Amazon Is No Longer Enjoying Record Profits But Continues To Grow
Amazon (NASDAQ:AMZN) today reported second quarter results that were less-than-good. After four quarters of consistent record-breaking earnings, the online etailer fell short citing rising costs related to one-day shipping as a big reason profits fell.
Shares fell a mild 2 percent after Amazon reported its numbers. That would signal that Amazon indeed fell short of expectations, yet just to add some context, Amazon stock was up over 5 percent for the month before today so nothing was lost in the course of a month.

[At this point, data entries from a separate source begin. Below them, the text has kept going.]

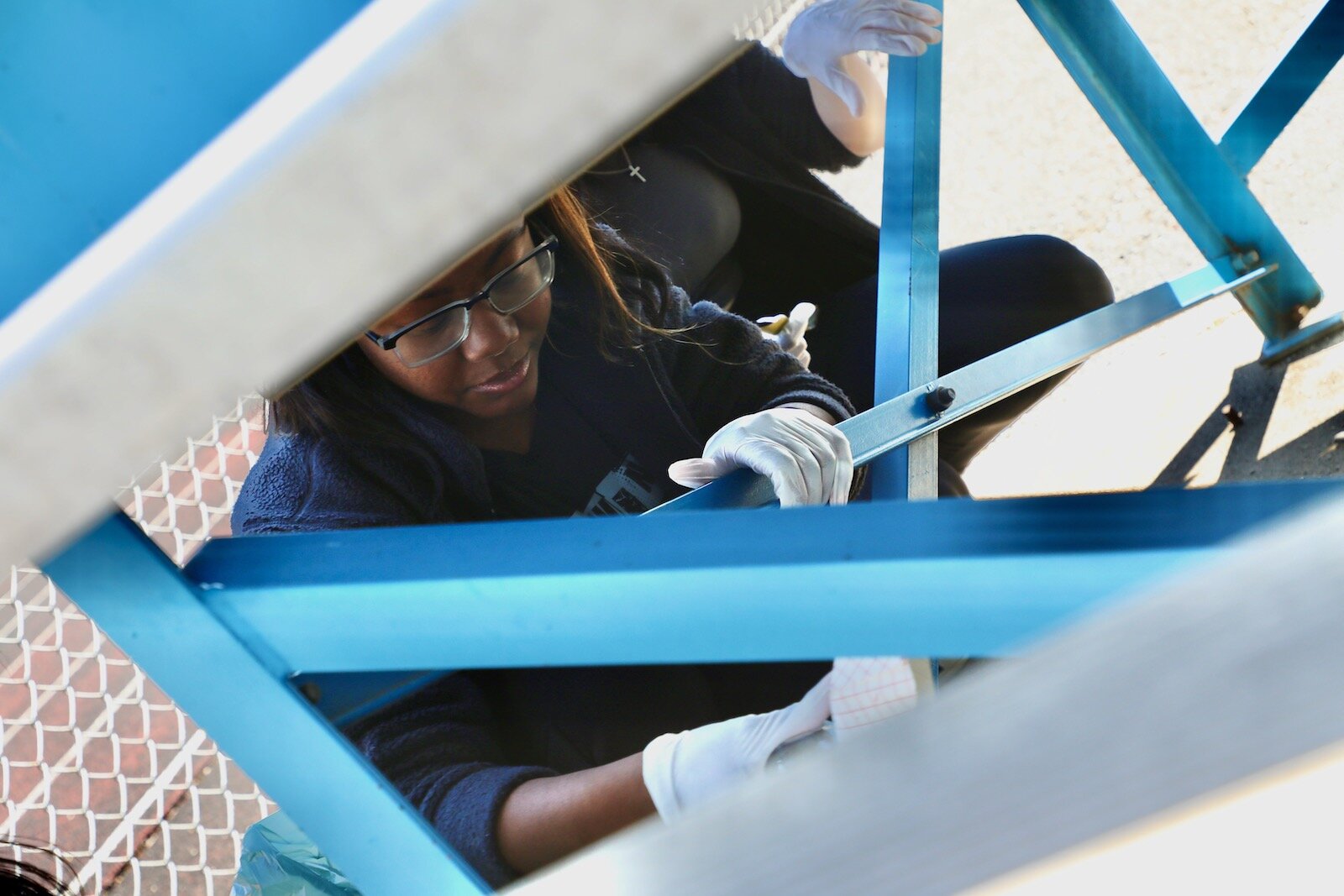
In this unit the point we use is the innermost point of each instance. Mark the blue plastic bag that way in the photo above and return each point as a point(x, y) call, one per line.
point(279, 860)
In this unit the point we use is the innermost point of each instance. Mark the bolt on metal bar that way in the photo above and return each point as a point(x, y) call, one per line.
point(909, 417)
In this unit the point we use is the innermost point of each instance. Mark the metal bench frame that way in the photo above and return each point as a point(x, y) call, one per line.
point(226, 636)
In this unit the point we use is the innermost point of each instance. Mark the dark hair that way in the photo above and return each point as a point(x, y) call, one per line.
point(340, 399)
point(24, 878)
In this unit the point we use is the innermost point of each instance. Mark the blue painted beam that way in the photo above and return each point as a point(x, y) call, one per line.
point(1200, 186)
point(1297, 76)
point(942, 578)
point(907, 262)
point(994, 378)
point(136, 595)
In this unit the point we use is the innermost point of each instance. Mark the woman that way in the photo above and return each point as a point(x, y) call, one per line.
point(725, 197)
point(555, 372)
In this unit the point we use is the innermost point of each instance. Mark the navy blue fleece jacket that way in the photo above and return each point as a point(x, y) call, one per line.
point(459, 746)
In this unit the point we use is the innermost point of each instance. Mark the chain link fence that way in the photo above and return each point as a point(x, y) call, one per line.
point(96, 759)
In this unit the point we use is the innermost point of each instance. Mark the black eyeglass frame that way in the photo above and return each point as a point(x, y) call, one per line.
point(549, 244)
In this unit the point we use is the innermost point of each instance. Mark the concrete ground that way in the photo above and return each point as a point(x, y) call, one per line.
point(1025, 152)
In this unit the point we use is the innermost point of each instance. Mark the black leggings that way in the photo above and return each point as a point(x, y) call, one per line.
point(992, 295)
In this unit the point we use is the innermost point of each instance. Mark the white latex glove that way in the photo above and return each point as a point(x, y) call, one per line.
point(793, 331)
point(685, 768)
point(806, 458)
point(827, 31)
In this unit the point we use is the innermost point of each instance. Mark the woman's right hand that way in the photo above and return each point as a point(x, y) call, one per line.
point(806, 458)
point(685, 768)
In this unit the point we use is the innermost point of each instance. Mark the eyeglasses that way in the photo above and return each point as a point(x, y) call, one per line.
point(441, 331)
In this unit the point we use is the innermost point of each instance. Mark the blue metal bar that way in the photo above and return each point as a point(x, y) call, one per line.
point(1287, 90)
point(134, 594)
point(927, 578)
point(1203, 191)
point(907, 262)
point(907, 417)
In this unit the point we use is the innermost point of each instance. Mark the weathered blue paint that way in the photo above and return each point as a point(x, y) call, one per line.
point(1203, 191)
point(124, 582)
point(1287, 89)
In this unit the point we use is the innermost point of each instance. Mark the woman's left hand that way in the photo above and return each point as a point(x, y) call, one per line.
point(827, 31)
point(790, 331)
point(806, 458)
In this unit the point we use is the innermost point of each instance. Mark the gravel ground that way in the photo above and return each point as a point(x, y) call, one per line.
point(1025, 152)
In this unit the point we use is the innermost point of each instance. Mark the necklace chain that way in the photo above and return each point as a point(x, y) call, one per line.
point(631, 168)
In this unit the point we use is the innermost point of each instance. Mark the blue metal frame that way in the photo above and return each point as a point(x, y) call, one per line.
point(234, 687)
point(932, 578)
point(907, 417)
point(951, 578)
point(1287, 89)
point(1205, 191)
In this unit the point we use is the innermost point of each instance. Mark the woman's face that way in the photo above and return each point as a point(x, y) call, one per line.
point(492, 375)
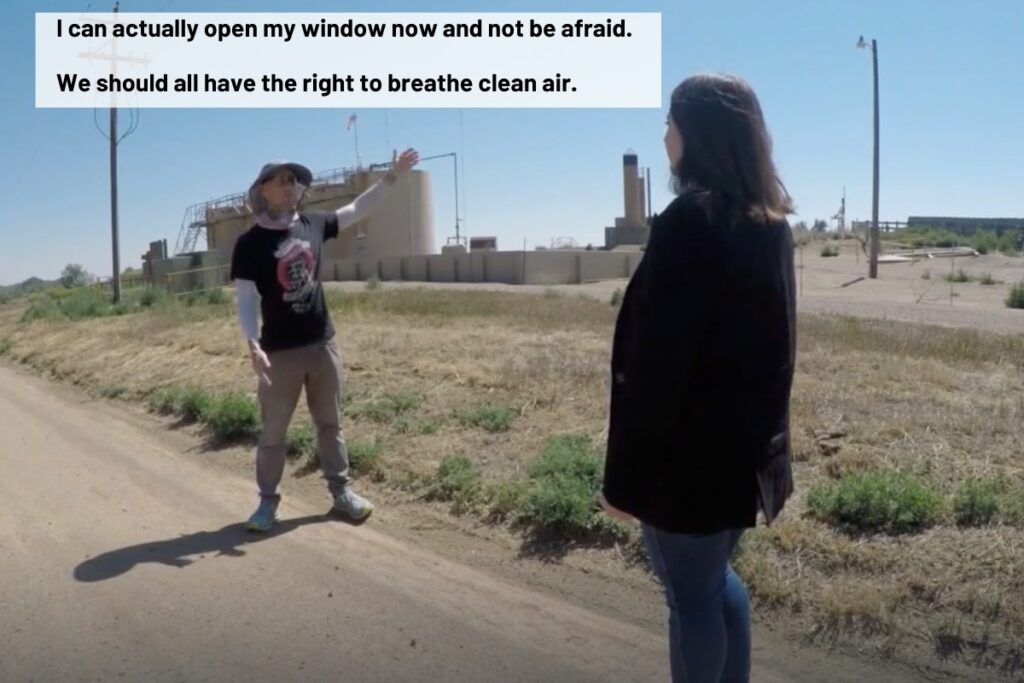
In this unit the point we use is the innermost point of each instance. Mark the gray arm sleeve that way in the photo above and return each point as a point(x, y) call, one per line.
point(248, 299)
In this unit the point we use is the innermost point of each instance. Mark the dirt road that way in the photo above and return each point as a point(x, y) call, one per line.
point(121, 558)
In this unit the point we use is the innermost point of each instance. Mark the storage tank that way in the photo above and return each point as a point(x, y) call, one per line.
point(633, 212)
point(403, 224)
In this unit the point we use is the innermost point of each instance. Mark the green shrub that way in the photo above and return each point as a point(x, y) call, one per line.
point(1016, 297)
point(196, 404)
point(233, 417)
point(886, 502)
point(564, 482)
point(487, 417)
point(428, 427)
point(113, 391)
point(457, 480)
point(154, 296)
point(217, 297)
point(504, 500)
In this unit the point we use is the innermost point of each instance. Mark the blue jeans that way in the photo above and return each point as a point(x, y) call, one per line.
point(709, 612)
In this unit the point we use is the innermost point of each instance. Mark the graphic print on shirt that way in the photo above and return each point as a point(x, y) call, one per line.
point(295, 273)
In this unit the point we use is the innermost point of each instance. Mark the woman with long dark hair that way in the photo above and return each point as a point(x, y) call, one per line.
point(702, 364)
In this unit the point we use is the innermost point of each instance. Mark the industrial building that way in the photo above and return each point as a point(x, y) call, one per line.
point(967, 225)
point(397, 241)
point(633, 227)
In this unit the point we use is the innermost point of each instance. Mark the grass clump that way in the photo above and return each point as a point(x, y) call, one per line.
point(233, 417)
point(564, 481)
point(1016, 296)
point(489, 418)
point(877, 502)
point(457, 480)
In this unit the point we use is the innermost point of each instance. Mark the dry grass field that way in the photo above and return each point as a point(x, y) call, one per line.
point(907, 530)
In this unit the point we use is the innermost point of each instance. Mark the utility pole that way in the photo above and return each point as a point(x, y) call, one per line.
point(873, 251)
point(114, 140)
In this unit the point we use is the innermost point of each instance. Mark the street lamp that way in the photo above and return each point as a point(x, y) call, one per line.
point(873, 258)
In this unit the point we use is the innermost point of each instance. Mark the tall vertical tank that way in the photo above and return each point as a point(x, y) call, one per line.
point(403, 224)
point(633, 212)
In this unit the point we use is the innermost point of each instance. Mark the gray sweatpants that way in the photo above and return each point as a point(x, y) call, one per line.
point(317, 368)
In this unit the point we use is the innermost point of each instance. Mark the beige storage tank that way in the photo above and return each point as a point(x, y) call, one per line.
point(403, 224)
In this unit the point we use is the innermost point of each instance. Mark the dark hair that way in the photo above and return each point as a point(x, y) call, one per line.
point(726, 161)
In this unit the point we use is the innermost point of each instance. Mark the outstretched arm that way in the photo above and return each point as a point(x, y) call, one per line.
point(365, 204)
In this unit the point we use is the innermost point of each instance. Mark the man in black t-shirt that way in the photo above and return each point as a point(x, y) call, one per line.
point(276, 269)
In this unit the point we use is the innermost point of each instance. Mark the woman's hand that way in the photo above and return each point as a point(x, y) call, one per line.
point(261, 364)
point(400, 165)
point(612, 511)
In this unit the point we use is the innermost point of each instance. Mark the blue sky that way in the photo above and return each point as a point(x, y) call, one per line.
point(951, 96)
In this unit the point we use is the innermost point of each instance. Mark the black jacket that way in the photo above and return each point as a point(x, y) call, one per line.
point(702, 364)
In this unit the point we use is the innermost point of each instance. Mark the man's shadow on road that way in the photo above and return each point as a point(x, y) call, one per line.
point(226, 542)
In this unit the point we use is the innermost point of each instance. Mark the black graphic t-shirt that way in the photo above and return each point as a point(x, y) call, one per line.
point(286, 267)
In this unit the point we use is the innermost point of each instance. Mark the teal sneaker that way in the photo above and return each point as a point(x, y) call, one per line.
point(265, 515)
point(352, 505)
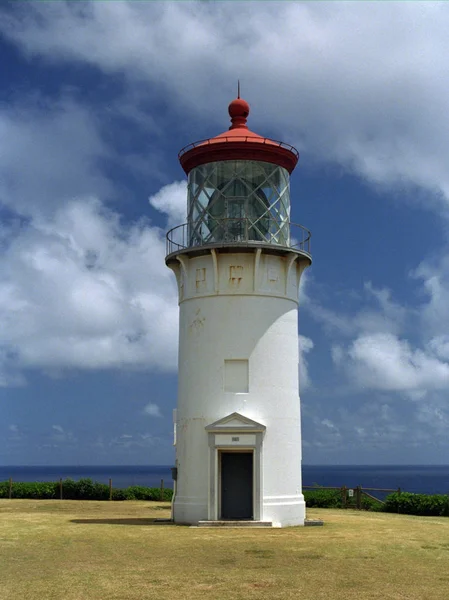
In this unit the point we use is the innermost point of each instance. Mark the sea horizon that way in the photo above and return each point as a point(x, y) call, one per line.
point(427, 479)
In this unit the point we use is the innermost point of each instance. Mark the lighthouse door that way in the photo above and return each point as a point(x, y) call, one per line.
point(236, 485)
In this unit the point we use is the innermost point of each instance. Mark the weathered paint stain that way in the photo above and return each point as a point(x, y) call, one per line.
point(235, 274)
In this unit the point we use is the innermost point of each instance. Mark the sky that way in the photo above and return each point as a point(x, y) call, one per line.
point(96, 100)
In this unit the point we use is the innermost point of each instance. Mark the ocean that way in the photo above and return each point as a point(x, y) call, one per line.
point(432, 479)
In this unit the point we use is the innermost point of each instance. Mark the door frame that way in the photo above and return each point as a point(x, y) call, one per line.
point(220, 452)
point(234, 433)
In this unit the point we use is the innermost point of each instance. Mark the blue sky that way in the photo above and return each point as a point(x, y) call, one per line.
point(96, 99)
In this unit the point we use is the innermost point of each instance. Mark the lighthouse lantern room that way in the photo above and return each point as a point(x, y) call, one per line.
point(238, 262)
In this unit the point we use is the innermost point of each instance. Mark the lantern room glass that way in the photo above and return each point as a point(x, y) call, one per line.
point(238, 201)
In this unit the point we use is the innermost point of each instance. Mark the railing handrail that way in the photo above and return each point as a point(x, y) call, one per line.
point(238, 138)
point(181, 237)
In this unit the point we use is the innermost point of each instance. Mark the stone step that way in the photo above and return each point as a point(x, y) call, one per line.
point(313, 522)
point(235, 524)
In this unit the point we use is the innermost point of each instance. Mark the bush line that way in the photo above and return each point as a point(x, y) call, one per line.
point(83, 489)
point(436, 505)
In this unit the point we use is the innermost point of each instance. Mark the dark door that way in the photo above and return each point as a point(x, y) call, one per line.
point(236, 485)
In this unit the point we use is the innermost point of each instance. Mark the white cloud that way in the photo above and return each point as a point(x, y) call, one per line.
point(172, 201)
point(362, 85)
point(82, 290)
point(49, 154)
point(152, 410)
point(384, 362)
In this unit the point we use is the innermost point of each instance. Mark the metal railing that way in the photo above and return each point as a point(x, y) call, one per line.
point(238, 138)
point(238, 232)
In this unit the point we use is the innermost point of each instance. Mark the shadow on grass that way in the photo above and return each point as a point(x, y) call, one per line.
point(123, 521)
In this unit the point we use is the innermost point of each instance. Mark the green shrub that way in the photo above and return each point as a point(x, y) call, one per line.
point(436, 505)
point(31, 490)
point(321, 498)
point(83, 489)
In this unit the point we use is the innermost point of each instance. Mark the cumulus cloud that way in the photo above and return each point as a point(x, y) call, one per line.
point(172, 201)
point(384, 362)
point(152, 410)
point(362, 86)
point(82, 290)
point(49, 154)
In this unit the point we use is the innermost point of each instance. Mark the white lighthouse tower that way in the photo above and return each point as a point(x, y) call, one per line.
point(238, 261)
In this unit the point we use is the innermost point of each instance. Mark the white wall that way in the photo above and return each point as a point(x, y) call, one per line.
point(239, 306)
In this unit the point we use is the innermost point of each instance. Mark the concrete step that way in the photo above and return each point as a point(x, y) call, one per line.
point(235, 524)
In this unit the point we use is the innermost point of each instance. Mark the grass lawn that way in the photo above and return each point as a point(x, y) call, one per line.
point(69, 550)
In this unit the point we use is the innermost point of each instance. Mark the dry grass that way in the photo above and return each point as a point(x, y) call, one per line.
point(100, 550)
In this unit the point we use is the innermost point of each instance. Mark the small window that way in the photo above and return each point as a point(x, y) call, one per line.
point(236, 376)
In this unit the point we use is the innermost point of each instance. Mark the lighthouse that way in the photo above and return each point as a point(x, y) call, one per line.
point(238, 261)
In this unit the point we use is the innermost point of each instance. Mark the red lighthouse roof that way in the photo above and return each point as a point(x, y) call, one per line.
point(238, 143)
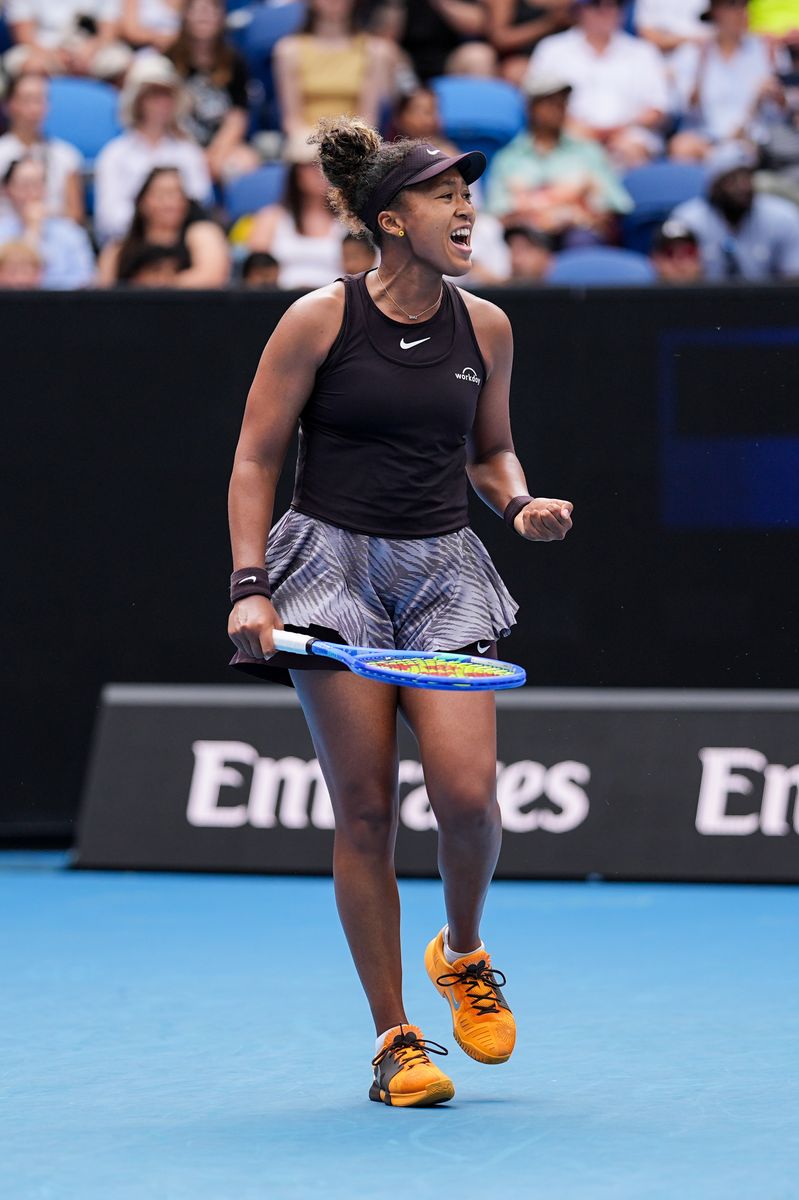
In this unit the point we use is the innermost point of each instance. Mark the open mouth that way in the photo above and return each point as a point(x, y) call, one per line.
point(462, 238)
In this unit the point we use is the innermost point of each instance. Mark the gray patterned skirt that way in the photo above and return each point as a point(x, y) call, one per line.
point(422, 593)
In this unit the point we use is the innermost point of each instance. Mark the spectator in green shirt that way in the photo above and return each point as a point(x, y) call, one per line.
point(545, 178)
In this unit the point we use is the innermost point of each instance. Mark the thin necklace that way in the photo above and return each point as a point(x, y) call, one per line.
point(408, 315)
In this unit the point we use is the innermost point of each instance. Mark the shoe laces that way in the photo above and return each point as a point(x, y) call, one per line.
point(408, 1049)
point(472, 978)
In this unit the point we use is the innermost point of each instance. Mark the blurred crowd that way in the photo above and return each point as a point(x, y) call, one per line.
point(163, 143)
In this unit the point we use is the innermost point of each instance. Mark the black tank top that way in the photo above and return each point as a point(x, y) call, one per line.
point(383, 436)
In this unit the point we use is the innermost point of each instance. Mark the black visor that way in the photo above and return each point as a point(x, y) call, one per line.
point(420, 163)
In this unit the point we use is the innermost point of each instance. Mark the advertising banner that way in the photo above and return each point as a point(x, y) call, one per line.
point(649, 785)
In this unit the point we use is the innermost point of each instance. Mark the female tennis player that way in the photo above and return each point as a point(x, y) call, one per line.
point(400, 384)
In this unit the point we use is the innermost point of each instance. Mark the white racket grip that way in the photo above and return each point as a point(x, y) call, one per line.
point(294, 643)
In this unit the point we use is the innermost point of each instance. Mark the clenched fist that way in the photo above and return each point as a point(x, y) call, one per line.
point(545, 520)
point(251, 625)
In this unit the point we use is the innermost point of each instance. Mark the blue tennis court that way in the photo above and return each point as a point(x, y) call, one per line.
point(205, 1037)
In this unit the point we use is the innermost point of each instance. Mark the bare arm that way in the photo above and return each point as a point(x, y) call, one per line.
point(73, 202)
point(494, 472)
point(379, 78)
point(108, 265)
point(468, 19)
point(137, 34)
point(264, 226)
point(229, 135)
point(278, 394)
point(210, 257)
point(287, 84)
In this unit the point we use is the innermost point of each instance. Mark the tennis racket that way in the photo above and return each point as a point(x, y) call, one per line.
point(409, 669)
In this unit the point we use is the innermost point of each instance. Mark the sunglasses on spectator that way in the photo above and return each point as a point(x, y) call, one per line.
point(678, 250)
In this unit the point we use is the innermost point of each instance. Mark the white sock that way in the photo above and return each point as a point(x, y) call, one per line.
point(380, 1039)
point(454, 955)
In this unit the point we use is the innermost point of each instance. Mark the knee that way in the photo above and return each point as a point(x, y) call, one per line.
point(366, 819)
point(467, 807)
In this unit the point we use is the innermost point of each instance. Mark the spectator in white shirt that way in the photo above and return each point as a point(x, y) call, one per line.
point(62, 245)
point(77, 37)
point(722, 85)
point(671, 23)
point(619, 90)
point(154, 23)
point(150, 108)
point(26, 103)
point(742, 234)
point(20, 267)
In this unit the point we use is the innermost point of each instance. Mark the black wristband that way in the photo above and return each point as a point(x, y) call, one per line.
point(250, 581)
point(514, 508)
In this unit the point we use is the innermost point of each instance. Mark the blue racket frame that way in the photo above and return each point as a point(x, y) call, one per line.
point(365, 661)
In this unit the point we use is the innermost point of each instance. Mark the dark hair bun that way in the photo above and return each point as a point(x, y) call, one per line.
point(346, 144)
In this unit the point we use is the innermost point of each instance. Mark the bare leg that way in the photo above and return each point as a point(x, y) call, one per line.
point(353, 725)
point(457, 739)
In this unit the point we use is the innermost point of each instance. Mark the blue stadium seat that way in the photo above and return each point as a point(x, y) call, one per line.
point(253, 29)
point(656, 190)
point(600, 267)
point(83, 112)
point(247, 193)
point(5, 35)
point(266, 24)
point(479, 114)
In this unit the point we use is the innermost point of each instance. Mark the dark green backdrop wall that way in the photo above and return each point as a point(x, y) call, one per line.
point(120, 418)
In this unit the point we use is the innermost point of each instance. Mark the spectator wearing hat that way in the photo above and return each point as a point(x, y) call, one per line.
point(516, 27)
point(164, 219)
point(215, 78)
point(150, 107)
point(300, 232)
point(619, 89)
point(552, 180)
point(671, 23)
point(532, 255)
point(331, 67)
point(151, 23)
point(20, 267)
point(721, 85)
point(77, 37)
point(742, 234)
point(62, 245)
point(676, 253)
point(26, 103)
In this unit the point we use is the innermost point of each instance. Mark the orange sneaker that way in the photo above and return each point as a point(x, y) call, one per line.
point(403, 1074)
point(482, 1023)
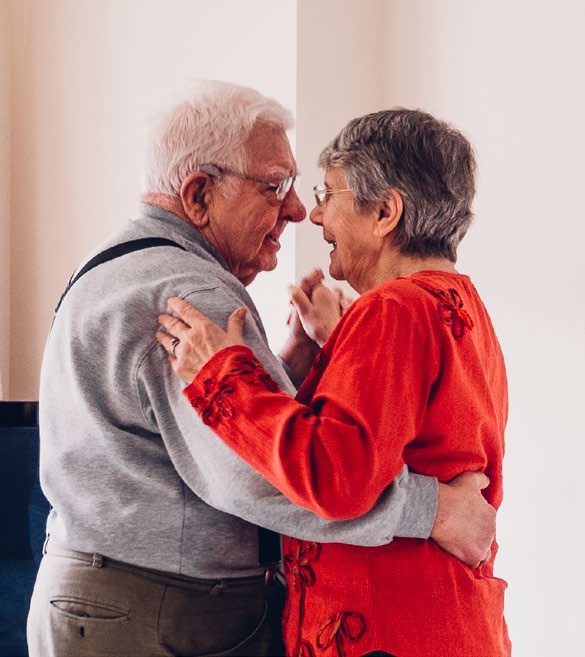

- EPS: $5.22 reported vs. $5.56 projected
- Revenue: $63.4 billion reported vs. $62 billion projected
- Spent $800 million deploying one-day shipping network
AWS $8.38 billion in revenue, but growth is slowing
Amazon’s AWS turned in a solid 37 percent year-over-year growth rate for the second quarter with $8.38 billion in revenue. Analysts were predicting $8.48 billion, and so Amazon’s cloud business contributed to the miss as a whole for the company.
When it comes to operating income, AWS is contributing more than Amazon’s retail business in North America. In fact, given all of its global businesses combined, AWS contributed 52 percent of the total operating income, which simply can’t be understated.
Amazon highlighted that Slack had committed to spending $250 million on AWS over the next few years and the communications app joins a long list of government and corporate entities that are using AWS computing and storage services. Lyft also notified us in the quarter, via its prospectus before going public, that it expects to spend $300 million on AWS over just three years. Social media app Pinterest trumped them both – the visual communication platform will be spending at least $750 million with Amazon’s cloud unit over the next 6 years.
All is not well on the cloud front, however. Last week, Microsoft reported earnings and its own cloud business, Azure, posted a striking 64 percent growth which shows that AWS is slowing down as its competitors are beginning to speed up. Of course, there’s much more to these numbers – Amazon is the leader in the segment and its top-line growth must come from expanding the total addressable market more so than stealing work from Microsoft and others.
Amazon online business takes a hit to profitability as it invests in one-day shipping
CEO Jeff Bezos pointed to one-day delivery as a quarterly highlight. “We’ve received a lot of positive feedback and seen accelerating sales growth,” he said. “Free one-day delivery is now available to Prime members on more than ten million items, and we’re just getting started.” That positive feedback came at a rather steep cost, as the company estimated that it spent $800 million in the quarter deploying one-day delivery service on more than 10,000,000 items, all free for Amazon Prime shoppers.
Take a look at the above graph, “North America” which is what Amazon calls its U.S.-based Amazon.com core business, and you will see that Q2 2019 saw a steep decline in income despite a 20 percent increase for the quarter as compared to a year ago. Amazon is probably feeling some pressure as Walmart (who hired the guy that architected Amazon’s two-day prime service) and others like Target are beginning to offer 2-day delivery for no annual fee. Amazon understands that it needs to differentiate from these services or it will risk losing subscribers over.
Overall Amazon is looking good. One-day shipping, once fleshed out will cease costing hundreds of millions of dollars, and the main thing to look at here is the total revenue: $63.4 billion which beat expectations by a billion. Amazon has always been about growth and its continuing to show solid numbers in both its online store and the all-important AWS segment. Its a master of reigning in costs when it needs to, and as pointed out on the earnings call, it generated $16 billion in free cash flows this quarter alone after accounting for capital and lease financing charges.